Elisabetta Catalano (1941-2015), durante la sua lunga carriera, ha fotografato le comunità del cinema, della televisione, della moda, della letteratura, della cultura e dell’arte contemporanea, con il timore costante che in questa sua attività, a sfibrarsi, addirittura a perdersi definitivamente fosse l’uomo. Proprio in quella repubblica creativa ed intellettuale i cui cittadini massimamente pensano e pre-costituiscono l’immagine di sé e del mondo, la fotografa ritrattista cerca di introdursi come un hacker, per indebolire ed infine piegare la cinta di difesa apparecchiata dal soggetto.
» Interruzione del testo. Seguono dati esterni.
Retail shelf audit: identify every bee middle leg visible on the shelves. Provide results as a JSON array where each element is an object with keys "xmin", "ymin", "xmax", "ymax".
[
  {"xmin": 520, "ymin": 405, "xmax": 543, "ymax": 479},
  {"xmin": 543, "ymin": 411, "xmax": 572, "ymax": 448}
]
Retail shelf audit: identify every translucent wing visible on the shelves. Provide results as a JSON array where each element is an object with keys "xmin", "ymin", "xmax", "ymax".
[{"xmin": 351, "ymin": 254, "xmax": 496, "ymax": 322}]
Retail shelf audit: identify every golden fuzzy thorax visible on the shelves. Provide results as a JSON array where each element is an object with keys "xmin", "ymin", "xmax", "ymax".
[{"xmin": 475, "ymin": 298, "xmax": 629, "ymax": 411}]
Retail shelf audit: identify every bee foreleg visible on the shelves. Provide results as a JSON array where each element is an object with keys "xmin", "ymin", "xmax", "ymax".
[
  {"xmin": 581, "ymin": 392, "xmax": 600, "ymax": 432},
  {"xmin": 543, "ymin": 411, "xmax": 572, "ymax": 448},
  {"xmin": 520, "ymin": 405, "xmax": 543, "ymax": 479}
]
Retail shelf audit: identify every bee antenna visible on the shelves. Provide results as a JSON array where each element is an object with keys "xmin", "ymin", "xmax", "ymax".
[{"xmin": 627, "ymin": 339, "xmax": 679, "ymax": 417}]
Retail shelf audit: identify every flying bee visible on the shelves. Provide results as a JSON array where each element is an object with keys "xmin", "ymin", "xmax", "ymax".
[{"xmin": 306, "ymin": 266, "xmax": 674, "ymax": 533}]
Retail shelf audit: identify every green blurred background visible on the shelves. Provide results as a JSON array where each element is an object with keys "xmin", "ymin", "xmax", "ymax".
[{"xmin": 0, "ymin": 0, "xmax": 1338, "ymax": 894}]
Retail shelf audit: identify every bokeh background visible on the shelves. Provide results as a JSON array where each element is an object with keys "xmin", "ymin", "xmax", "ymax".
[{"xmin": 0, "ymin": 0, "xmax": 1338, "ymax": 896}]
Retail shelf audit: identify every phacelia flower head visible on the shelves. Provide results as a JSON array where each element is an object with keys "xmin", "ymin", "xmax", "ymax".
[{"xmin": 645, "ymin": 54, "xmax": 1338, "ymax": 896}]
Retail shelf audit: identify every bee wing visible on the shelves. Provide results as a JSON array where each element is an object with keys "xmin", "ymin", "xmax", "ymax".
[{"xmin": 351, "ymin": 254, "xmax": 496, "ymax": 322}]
Nel corso di uno scambio di mail, il poeta Valerio Magrelli, a distanza di anni dalle ore di sedute estenuanti passate nello studio della Catalano per il solo unico scatto del suo ritratto, ricorda
Un buon scatto deve fare breccia nel soggetto e dunque richiede un lungo accerchiamento per fiaccare le sue capacità di difesa, per braccarlo, per spossarlo, dischiuderlo infine all’occhio del fotografo; una Porta Pia dello sguardo insomma, o ancora l’assedio alla creatura nella tana, aspettando che il polpo offra la testa al suo cacciatore fotografo, e infine, e allora, in tempi precedenti al digitale, la fiocina-diaframma che cattura la preda. Insomma, così compresi il motivo di quella estenuante cerimonia. Ricorrendo ad ultime metafore, adesso penso alle banderillas, impiegate per indebolire il toro, quel toro dell’io che nasconde la nostra vera personalità.
Anche Federico Fellini, il grande maestro dell’immagine e del ritratto, capitola, come dimostra Ri-tratto rosso – Elisabetta Catalano guarda Federico Fellini, 60 scatti in mostra a Cinecittà, che, ritraendo lui e i set, raccontano il pluridecennale rapporto creativo con la fotografa.